Come vi vedono gli altri? Giudizi? Critiche? Solidarietà?
«Un po’ di tutto! Credo soprattutto molta perplessità: non è facile uscire dai soliti schemi. Il nostro impegno per l’ambiente viene spesso deriso come una goccia nel mare; la rinuncia all’automobile viene considerata una deprivazione; l’abbandono della carriera accademica come una pazzia; il ritorno a forme di vita più semplici come un’anacronismo. La scelta di non mandare i bimbi a scuola è quella che in genere suscita le reazioni più allarmate, anche da parte delle nostre famiglie: su questo c’è molta incomprensione, nonostante i nostri tentativi di spiegare. Ormai però abbiamo abbracciato il nostro anticonformismo e non temiamo di essere visti come una famiglia “strana”».

«Dall’altra parte, queste scelte ci hanno messo in contatto con tante persone che condividono le nostre idee, o almeno alcune, e da parte loro c’è stata tantissima solidarietà: reti di famiglie che non iscrivono i bimbi a scuola, individui, famiglie e piccole comunità che si impegnano per l’ambiente e con cui ci si sostiene a vicenda».
Come hanno reagito i vostri figli? E come pensate di fare quando saranno più grandi?
«Come genitori, che lo vogliamo o no, trasmettiamo ai nostri figli quella che è la nostra cultura famigliare: ogni decisione è una dichiarazione di valori, ogni soldo che spendiamo, ogni minuto che dedichiamo a un’attività piuttosto che a un’altra. Come ci si relaziona, come si celebra, come si reagisce alle crisi, come si stabiliscono le regole e come si reagisce quando le regole vengono infrante, come si organizzano gli spazi: tutto manda un messaggio potente su chi siamo e a cosa diamo valore. In famiglia cerchiamo di riflettere con consapevolezza sui valori dietro le scelte quotidiane: non sempre siamo coerenti, ma ci proviamo e quando non ci riusciamo lo riconosciamo più serenamente possibile».
«I bambini sono cresciuti nella nostra cultura famigliare: guardano documentari con noi, leggono con noi, ascoltano le nostre conversazioni e si impegnano con noi. Sanno che siamo diversi da tante altre famiglie, ma sanno anche perché e spesso cercano di convincere i loro amichetti e le famiglie allargate a usare meno la macchina, a non portarsi a casa rifiuti con la spesa. I due più piccoli sono agguerriti contro la plastica, la raccolgono quando la vedono per terra, la indicano con orrore quando la vediamo nei negozi; la più grande si chiede perché a tante persone non interessa l’ambiente in cui vivono e non lo rispettano. Noi non facciamo pressioni ma condividiamo le nostre preoccupazioni e le nostre speranze con loro».
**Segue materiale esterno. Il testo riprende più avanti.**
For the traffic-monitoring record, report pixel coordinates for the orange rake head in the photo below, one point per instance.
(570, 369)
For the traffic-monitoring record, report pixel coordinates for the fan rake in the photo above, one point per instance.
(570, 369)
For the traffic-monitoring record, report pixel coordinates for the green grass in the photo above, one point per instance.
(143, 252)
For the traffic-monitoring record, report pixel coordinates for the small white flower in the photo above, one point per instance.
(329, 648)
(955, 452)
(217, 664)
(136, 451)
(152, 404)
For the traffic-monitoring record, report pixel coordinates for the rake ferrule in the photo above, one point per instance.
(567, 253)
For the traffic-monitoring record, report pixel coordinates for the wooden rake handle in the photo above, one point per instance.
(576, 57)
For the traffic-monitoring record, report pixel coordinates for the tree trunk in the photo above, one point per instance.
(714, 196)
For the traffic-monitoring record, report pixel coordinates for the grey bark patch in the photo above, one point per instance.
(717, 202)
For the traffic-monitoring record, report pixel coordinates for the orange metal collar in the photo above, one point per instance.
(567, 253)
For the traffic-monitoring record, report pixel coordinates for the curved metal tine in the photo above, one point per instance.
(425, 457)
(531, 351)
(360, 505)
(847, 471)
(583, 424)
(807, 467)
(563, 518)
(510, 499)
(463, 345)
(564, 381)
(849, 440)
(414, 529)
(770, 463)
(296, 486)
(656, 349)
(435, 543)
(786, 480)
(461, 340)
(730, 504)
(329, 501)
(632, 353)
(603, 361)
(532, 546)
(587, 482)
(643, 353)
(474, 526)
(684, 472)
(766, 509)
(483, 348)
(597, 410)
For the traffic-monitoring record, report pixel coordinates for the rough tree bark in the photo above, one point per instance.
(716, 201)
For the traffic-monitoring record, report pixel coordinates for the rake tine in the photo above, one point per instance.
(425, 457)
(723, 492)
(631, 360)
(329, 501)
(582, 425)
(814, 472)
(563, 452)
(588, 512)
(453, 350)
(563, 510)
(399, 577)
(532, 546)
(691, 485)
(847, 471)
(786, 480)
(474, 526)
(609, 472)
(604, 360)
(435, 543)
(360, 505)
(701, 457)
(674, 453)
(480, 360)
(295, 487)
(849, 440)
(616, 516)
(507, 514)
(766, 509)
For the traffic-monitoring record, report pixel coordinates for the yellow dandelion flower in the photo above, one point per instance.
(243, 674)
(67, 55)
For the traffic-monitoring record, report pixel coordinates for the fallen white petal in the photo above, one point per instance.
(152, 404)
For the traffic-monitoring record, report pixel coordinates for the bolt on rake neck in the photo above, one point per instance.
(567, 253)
«Qualcuno ci ha detto che è un lavaggio del cervello; per noi è la trasmissione di ideali che crediamo ci rendano più felici. Un lavaggio del cervello ben più grave e insidioso ci sembra sia quello promosso da certi programmi in televisione, dalla moda, dal continuo bombardamento di inviti a consumare della pubblicità, dalle notizie economiche che ci illudono che la situazione sia tanto più rosea quanto più sperperiamo. Questi messaggi generano infelicità, alimentano l’alienazione, sono bugie. Ivan Illich sosteneva che addirittura la scuola fosse un’agenzia pubblicitaria che ci porta a credere che abbiamo bisogno della società esattamente come è. Per quanto ci riguarda, continueremo a condividere le nostre riflessioni con i bambini anche quando saranno più grandi: senza imposizioni, saranno progressivamente più liberi di affrontare decisioni indipendentemente da noi ma crediamo che alimentare il loro spirito critico fin da ora sia una buona vitamina».
Un messaggio a chi dice: io non ce la farei mai.
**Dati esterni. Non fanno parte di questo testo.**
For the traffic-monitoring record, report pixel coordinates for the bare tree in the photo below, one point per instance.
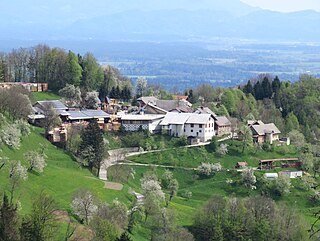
(51, 119)
(83, 204)
(17, 173)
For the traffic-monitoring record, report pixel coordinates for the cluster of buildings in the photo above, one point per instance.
(173, 117)
(32, 87)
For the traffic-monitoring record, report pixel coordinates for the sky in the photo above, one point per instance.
(285, 5)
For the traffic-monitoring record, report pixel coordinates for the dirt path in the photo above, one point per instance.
(113, 186)
(118, 156)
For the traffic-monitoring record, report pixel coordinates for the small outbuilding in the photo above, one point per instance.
(291, 174)
(271, 176)
(241, 165)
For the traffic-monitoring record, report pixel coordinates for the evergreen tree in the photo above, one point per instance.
(117, 92)
(248, 88)
(266, 88)
(92, 138)
(191, 97)
(124, 237)
(276, 84)
(112, 93)
(73, 70)
(258, 91)
(9, 221)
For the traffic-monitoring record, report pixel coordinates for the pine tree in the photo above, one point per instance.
(258, 91)
(248, 88)
(92, 138)
(276, 84)
(117, 92)
(266, 88)
(124, 237)
(112, 93)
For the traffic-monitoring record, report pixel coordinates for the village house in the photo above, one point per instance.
(152, 105)
(145, 122)
(241, 165)
(222, 126)
(85, 116)
(271, 176)
(291, 174)
(262, 132)
(222, 123)
(32, 87)
(191, 125)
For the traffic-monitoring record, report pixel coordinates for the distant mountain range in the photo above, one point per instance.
(155, 20)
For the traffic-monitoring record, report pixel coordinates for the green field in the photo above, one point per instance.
(63, 177)
(193, 157)
(39, 96)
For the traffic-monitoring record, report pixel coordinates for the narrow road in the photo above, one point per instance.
(119, 155)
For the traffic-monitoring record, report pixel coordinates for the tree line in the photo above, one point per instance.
(58, 67)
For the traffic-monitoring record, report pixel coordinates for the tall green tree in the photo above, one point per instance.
(73, 70)
(92, 75)
(92, 138)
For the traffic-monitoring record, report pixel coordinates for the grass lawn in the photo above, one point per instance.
(204, 188)
(39, 96)
(61, 178)
(193, 157)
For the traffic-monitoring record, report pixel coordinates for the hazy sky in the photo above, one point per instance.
(285, 5)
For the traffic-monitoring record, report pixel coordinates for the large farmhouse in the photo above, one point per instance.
(144, 122)
(262, 132)
(198, 126)
(152, 105)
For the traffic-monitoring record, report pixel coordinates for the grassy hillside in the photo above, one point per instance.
(193, 157)
(38, 96)
(61, 177)
(204, 188)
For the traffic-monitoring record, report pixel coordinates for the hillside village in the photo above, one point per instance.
(187, 151)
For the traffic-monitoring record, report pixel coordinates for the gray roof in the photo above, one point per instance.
(169, 105)
(198, 118)
(185, 118)
(87, 114)
(205, 110)
(265, 129)
(148, 99)
(254, 122)
(222, 121)
(56, 104)
(145, 117)
(96, 113)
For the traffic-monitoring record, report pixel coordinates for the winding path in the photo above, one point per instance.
(117, 157)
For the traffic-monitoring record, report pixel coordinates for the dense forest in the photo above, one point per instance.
(57, 67)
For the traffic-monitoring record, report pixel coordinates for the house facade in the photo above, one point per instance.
(262, 132)
(291, 174)
(222, 126)
(145, 122)
(199, 126)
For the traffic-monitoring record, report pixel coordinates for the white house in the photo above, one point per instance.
(146, 122)
(200, 126)
(291, 174)
(271, 176)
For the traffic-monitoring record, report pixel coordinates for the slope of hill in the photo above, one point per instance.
(61, 178)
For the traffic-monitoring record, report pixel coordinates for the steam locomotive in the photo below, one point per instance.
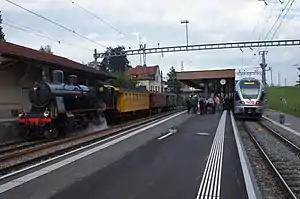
(58, 106)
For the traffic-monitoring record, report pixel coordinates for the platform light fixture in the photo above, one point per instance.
(186, 22)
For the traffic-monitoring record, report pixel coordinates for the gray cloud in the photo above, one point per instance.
(159, 21)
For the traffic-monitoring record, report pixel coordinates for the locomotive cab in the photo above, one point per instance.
(109, 96)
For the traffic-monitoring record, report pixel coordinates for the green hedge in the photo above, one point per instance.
(292, 96)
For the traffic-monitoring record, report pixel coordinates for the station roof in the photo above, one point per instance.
(10, 50)
(206, 74)
(194, 78)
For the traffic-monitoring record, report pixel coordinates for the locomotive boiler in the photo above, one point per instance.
(58, 106)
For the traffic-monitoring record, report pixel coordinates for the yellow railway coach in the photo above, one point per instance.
(132, 100)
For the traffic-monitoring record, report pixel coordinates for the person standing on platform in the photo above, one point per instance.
(217, 103)
(201, 104)
(194, 104)
(188, 104)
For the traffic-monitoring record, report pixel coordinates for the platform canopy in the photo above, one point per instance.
(197, 79)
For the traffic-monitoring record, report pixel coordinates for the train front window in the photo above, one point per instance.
(250, 93)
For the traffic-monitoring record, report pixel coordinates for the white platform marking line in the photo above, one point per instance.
(21, 180)
(164, 136)
(208, 181)
(206, 170)
(282, 126)
(221, 162)
(246, 173)
(202, 133)
(216, 173)
(212, 174)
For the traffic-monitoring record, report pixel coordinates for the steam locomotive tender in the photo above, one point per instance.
(58, 107)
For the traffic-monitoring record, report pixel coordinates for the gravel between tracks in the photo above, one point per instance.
(285, 159)
(266, 181)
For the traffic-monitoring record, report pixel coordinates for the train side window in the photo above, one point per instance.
(236, 96)
(262, 97)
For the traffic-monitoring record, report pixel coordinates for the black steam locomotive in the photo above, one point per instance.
(58, 106)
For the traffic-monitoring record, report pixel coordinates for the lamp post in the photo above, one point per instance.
(186, 22)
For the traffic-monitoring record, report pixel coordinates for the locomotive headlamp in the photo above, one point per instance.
(21, 114)
(46, 114)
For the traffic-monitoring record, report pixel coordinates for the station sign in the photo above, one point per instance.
(222, 81)
(249, 73)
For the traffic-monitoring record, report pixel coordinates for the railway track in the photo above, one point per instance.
(280, 153)
(18, 159)
(18, 145)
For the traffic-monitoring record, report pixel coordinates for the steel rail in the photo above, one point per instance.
(106, 133)
(282, 180)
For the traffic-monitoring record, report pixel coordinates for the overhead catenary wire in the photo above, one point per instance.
(41, 34)
(103, 21)
(291, 4)
(97, 17)
(272, 27)
(55, 23)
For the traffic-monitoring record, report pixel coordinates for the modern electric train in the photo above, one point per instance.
(249, 98)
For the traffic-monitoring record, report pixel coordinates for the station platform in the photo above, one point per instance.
(292, 123)
(198, 158)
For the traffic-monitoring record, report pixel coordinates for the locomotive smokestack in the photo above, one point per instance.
(58, 76)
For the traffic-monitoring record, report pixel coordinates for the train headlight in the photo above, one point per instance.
(46, 114)
(21, 114)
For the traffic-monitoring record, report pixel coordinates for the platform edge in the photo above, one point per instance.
(250, 183)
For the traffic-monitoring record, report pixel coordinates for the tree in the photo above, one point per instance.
(2, 35)
(115, 64)
(46, 49)
(173, 84)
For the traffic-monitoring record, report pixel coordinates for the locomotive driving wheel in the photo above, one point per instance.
(51, 133)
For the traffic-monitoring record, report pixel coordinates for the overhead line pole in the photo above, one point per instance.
(263, 66)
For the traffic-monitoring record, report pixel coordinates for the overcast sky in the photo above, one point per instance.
(211, 21)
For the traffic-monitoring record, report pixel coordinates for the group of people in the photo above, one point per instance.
(215, 103)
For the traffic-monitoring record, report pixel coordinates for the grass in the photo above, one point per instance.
(292, 96)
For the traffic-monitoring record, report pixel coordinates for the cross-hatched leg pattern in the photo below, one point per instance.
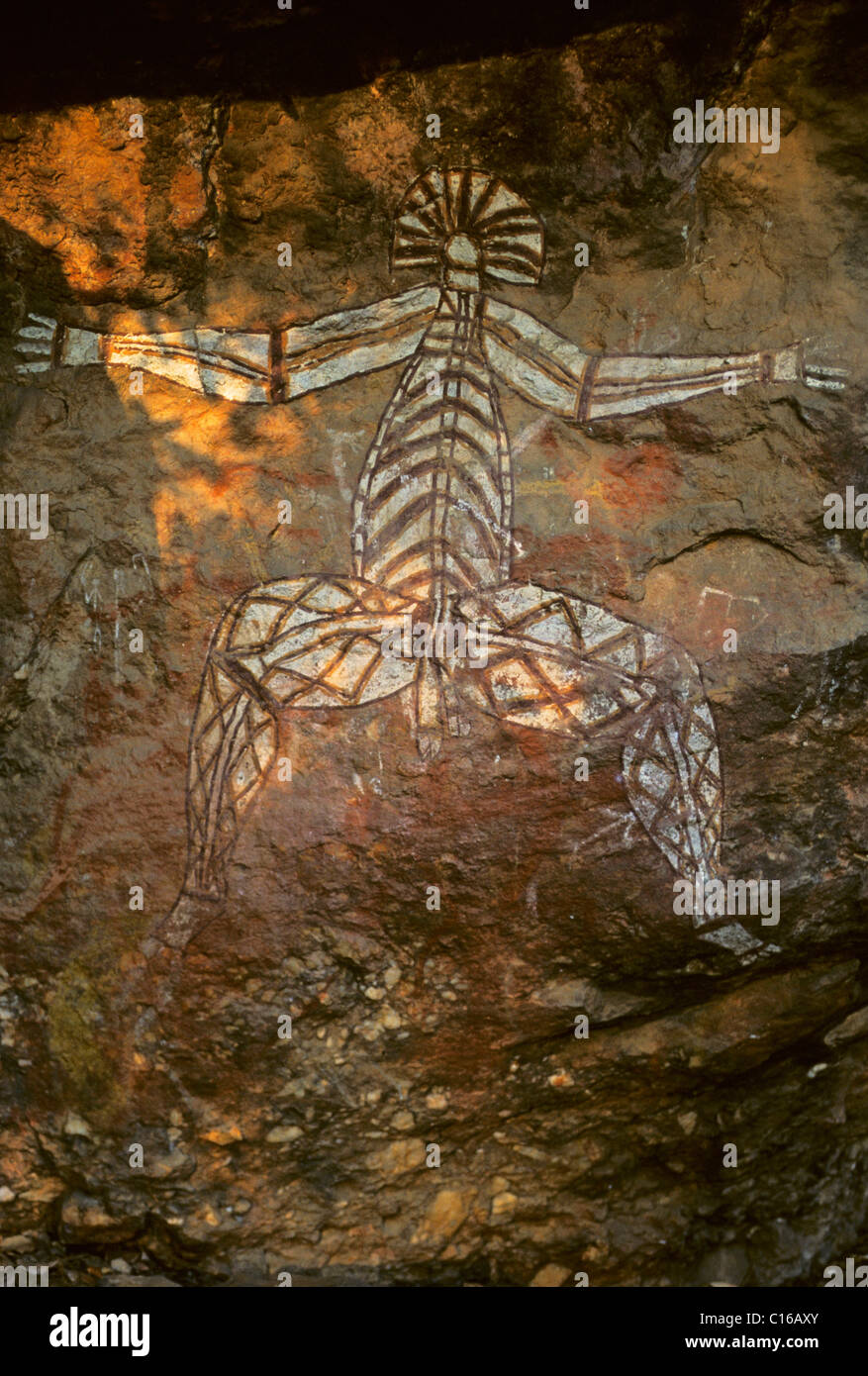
(290, 644)
(564, 665)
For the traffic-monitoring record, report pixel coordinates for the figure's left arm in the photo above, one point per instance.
(549, 370)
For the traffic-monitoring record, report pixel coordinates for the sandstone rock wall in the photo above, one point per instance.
(454, 1027)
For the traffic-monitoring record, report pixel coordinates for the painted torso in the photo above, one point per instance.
(434, 504)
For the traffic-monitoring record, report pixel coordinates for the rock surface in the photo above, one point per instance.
(412, 1029)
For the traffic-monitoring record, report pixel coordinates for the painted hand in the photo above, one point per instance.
(36, 341)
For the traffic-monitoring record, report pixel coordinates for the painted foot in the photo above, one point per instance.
(191, 913)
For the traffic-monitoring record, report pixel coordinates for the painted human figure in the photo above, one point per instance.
(433, 539)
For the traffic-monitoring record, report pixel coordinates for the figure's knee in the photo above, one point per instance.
(673, 669)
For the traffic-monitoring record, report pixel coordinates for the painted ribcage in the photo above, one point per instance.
(434, 504)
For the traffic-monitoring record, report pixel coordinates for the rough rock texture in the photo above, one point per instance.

«Lo pensavo anche io: bello, stupendo, ma io non ce la farei mai. La pensavo così anche quando ho ricominciato a correre dopo la nascita della mia seconda figlia: mio marito correva 21 km senza apparente sforzo e io ansimavo a percorrerne due. Quando mi sono accorta che, a forza di provare e riprovare, per quei due chilometri non ansimavo più, i chilometri sono diventati tre, poi cinque, poi otto, poi dieci. Quest’anno, incredula e soddisfatta, ho corso la mia prima mezza maratona.  Si parte sempre su una distanza breve, una piccola scelta che ci sfidi a vivere più in linea con la vita che vorremmo. Pian piano la fatica scompare, non ci costa più come sembrava all’inizio: e allora si può fare qualcosa in più, aggiungere un altro chilometro. Le scelte, come le gambe, con un po’ di allenamento ci possono portare lontano».